The second reflection has to do with my moral life. As anybody who dares to put the words “science” and “medium” in the same sentence, I am lambasted, ridiculed and generally crucified by the sorry souls we call the skeptics. Please refer to the entry with my name on RationalWiki for a good example. Although I somehow grew used to that, it still hurts. And, do you know what is my only defence against that hurting? My own intellectual honesty. I draw strength and courage by my striving to be as intellectually honest as I can. I am completely available to change my current beliefs on survival should I come across “normal” explanations for the evidence. For the time being, I remain strongly convinced.

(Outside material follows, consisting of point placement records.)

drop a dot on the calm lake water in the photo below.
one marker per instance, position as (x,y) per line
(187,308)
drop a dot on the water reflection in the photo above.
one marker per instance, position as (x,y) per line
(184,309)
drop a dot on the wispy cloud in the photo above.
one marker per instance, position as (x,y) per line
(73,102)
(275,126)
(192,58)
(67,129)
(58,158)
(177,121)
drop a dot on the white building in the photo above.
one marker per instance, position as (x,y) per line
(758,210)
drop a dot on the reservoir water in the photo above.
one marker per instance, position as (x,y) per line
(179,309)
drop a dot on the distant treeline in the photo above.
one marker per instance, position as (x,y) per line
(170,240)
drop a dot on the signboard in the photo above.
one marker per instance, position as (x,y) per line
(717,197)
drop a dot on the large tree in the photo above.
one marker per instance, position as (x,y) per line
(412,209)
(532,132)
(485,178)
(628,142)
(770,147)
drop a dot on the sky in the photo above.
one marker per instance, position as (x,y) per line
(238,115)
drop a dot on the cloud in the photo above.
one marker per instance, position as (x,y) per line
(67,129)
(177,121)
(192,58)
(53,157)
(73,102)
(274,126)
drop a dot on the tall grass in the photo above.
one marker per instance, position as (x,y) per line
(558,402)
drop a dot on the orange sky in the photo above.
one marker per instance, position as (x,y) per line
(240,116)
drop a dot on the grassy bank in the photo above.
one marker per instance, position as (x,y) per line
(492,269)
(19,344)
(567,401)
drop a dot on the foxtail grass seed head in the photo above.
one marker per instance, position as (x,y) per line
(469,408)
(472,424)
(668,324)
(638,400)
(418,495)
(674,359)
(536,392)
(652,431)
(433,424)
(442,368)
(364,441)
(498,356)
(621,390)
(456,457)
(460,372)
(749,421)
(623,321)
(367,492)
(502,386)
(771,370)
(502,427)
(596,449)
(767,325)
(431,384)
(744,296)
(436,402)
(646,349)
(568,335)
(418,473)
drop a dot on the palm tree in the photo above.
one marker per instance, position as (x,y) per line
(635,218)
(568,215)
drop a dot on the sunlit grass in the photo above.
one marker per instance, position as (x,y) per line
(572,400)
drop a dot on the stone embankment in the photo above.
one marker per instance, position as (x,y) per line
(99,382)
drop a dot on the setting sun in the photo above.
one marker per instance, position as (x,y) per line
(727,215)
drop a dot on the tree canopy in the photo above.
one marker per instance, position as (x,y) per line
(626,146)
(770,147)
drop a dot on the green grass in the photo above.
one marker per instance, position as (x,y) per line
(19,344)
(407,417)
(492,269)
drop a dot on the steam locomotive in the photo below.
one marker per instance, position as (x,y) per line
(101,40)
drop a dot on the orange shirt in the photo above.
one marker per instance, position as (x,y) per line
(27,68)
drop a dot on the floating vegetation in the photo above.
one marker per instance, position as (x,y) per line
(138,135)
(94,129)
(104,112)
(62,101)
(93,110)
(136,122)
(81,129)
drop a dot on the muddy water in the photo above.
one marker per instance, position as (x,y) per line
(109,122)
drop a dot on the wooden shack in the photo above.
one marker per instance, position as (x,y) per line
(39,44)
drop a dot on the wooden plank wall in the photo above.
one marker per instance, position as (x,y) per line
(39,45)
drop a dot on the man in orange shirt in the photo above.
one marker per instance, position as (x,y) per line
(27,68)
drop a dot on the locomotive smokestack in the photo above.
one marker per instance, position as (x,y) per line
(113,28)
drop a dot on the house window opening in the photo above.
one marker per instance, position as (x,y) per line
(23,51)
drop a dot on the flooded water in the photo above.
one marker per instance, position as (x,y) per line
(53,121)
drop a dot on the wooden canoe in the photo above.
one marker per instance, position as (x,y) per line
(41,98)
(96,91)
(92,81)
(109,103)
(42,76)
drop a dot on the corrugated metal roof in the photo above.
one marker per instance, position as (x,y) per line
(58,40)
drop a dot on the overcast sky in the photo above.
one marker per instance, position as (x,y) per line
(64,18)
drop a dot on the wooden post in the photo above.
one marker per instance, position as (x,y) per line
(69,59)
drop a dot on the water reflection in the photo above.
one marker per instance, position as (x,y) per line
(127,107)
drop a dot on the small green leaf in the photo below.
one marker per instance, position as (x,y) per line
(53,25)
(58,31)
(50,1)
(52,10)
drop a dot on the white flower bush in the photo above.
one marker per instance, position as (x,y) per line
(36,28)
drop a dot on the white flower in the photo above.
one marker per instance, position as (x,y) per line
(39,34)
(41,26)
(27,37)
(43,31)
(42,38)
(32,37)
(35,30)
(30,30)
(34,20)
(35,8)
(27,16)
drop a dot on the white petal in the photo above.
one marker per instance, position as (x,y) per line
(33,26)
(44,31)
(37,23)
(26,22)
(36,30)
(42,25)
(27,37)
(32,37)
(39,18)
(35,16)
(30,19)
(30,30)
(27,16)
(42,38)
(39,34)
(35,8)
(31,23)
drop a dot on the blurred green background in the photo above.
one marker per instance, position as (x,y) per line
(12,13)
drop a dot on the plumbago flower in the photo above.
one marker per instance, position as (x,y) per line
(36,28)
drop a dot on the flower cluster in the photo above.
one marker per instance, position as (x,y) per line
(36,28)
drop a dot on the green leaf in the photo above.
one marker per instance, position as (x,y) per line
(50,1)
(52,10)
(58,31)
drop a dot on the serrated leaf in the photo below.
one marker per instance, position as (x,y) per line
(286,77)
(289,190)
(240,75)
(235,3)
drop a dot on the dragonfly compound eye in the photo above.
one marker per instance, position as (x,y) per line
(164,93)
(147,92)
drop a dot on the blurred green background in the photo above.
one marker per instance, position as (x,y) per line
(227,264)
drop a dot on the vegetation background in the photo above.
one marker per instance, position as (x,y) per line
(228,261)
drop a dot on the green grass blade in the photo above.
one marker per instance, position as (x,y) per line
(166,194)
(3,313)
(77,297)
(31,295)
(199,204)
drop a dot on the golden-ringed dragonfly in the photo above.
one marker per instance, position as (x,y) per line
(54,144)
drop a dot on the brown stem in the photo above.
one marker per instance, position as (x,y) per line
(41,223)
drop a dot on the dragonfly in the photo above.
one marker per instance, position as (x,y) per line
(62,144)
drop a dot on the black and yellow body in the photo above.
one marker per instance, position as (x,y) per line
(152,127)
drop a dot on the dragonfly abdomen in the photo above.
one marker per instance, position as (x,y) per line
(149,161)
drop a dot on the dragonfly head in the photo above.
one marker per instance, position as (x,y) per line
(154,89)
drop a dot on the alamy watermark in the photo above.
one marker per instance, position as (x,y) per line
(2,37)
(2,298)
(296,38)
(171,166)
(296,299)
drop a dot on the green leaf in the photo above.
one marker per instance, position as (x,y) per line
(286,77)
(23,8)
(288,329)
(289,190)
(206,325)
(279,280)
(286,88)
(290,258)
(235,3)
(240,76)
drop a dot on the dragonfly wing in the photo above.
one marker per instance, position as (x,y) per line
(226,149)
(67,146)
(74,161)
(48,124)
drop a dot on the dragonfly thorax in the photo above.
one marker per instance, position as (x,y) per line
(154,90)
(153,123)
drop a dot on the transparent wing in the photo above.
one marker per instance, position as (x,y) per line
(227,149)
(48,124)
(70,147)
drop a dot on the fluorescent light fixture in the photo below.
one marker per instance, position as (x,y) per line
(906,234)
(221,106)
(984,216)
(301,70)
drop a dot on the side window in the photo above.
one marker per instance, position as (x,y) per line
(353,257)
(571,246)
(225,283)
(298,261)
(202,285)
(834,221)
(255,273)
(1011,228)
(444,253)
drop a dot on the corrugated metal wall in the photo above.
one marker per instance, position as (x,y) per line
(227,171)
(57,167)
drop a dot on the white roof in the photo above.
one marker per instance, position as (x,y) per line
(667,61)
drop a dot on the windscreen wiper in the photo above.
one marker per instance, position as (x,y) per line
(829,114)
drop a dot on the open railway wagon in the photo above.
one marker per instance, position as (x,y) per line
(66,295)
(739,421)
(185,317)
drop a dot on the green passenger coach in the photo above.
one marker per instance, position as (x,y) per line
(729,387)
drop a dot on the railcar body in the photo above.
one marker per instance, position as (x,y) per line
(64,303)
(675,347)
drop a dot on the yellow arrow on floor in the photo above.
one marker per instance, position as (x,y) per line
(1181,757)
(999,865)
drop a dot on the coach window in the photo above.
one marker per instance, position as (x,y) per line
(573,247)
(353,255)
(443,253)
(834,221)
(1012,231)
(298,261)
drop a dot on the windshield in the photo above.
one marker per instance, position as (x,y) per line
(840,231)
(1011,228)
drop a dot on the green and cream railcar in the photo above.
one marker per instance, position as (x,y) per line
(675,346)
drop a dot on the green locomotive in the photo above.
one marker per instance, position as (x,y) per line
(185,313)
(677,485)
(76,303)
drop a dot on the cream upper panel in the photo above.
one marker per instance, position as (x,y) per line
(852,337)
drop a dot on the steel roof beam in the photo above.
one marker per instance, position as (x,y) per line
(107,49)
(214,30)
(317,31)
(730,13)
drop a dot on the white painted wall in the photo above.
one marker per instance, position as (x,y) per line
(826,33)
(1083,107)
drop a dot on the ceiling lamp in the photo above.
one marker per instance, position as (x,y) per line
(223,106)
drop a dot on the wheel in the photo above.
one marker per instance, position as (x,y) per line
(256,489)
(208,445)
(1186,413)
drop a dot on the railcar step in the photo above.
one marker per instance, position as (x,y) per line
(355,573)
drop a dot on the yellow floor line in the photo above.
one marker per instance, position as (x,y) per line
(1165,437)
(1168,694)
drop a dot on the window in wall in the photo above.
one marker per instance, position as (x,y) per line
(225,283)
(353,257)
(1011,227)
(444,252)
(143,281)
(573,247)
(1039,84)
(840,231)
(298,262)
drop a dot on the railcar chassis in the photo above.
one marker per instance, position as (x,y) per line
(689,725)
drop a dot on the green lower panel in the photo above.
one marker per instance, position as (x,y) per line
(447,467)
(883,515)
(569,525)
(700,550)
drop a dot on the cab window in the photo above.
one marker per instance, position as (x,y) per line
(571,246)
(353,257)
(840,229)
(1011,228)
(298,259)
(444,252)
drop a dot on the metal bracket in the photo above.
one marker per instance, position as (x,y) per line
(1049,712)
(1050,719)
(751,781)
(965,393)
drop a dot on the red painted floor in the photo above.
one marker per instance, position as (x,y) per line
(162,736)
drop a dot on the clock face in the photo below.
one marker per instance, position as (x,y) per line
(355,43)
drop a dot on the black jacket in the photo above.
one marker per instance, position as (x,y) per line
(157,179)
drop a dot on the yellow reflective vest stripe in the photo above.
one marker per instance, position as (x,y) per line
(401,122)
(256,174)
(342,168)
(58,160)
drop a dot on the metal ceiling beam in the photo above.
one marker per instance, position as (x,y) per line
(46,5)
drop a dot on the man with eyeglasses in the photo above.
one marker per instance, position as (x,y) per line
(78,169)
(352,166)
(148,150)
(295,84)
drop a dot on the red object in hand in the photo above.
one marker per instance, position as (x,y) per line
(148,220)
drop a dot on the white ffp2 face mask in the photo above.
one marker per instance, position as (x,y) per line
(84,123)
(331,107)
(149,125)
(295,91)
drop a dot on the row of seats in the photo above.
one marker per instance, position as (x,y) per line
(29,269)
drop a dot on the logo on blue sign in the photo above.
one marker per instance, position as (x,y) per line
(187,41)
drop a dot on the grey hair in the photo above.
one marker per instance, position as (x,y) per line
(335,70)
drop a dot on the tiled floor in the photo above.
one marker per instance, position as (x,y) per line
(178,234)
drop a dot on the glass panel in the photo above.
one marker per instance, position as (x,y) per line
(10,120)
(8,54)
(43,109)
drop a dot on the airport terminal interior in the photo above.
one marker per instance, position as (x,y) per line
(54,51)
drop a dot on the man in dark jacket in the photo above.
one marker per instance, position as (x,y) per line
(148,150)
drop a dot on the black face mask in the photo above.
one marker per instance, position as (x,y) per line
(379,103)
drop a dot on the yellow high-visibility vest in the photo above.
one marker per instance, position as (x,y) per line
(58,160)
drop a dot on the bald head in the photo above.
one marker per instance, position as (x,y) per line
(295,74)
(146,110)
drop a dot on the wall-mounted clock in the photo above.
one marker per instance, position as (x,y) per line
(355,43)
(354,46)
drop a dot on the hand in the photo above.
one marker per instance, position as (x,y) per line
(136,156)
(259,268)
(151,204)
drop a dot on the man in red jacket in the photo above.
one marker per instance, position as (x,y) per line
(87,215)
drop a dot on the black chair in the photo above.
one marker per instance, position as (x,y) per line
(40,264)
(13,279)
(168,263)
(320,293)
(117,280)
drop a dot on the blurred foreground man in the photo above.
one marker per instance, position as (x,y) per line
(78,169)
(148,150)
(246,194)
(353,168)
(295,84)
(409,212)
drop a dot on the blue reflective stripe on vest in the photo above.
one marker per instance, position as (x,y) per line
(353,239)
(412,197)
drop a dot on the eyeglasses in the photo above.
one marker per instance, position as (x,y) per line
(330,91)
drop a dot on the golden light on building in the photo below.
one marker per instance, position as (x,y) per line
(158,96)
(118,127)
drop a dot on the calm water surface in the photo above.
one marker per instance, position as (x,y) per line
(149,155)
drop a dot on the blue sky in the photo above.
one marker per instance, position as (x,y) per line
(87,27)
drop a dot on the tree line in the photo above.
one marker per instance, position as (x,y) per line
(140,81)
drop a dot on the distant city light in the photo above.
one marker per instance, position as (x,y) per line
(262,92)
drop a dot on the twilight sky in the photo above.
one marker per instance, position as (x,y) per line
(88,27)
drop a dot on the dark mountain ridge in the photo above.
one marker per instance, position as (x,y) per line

But the skeptics do not reason like that. For them, the fact that you have employed tricks just the one time means that all I believe is false, and therefore that I am a gullible idiot, as they have been saying forever. For them, that single, damned D-Lite incident is the living proof that I am intellectually dishonest. My own psychological defence risks being pulled away like a carpet under my feet.
Yet, there is more. I have grown used to being lambasted by the skeptics, and their flames will not dent my own sense of intellectual honesty. What really hurt me badly was receiving the same treatment by a Facebook group to which – I understand – you and your wife belong. After two years in which my articles were warmly welcomed, and “liked”, and positively commented on, I was chewed and spat out in no time for having reviewed Braude’s and Nahm’s reports. In a delirious misinterpretation of what I actually wrote, my articles were said to be “all about skepticism, criticism, debunking and looking for fraud and everything else”. I was accused of being “aggressive” and “on the defensive”. I fully realise that you have nothing to do with this, but who needs enemies when you have friends like these… I am telling you these personal, generally insignificant stories just as a reflection on how an isolated and apparently unrelated “D-Lite incident” can have unexpected consequences.
Finally, let me briefly talk about something which is neither personal nor insignificant. Skeptics will never be convinced. They will keep ignoring and suppressing evidence for anything that contradicts their dogmatic beliefs. A single episode of fraud will be blown out of proportions and used to invalidate masses of compelling evidence. We know it, we don’t like it, but there is unfortunately nothing we can do about it. No, what I am really worried about are the countless people who are in pain over the loss of a loved one, or in fear of their impending death. For many of them, a rational belief in life after life can make the difference between utter desperation and healing, between hopelessness and peaceful acceptance. With most people caught between religious dogma on one side and materialist dogma on the other, helping them developing a belief based on reason rather than on faith can be a major challenge. But we know that such evidence-based belief has already helped thousands around the world. One, one single D-Lite incident can be enough to take all that away.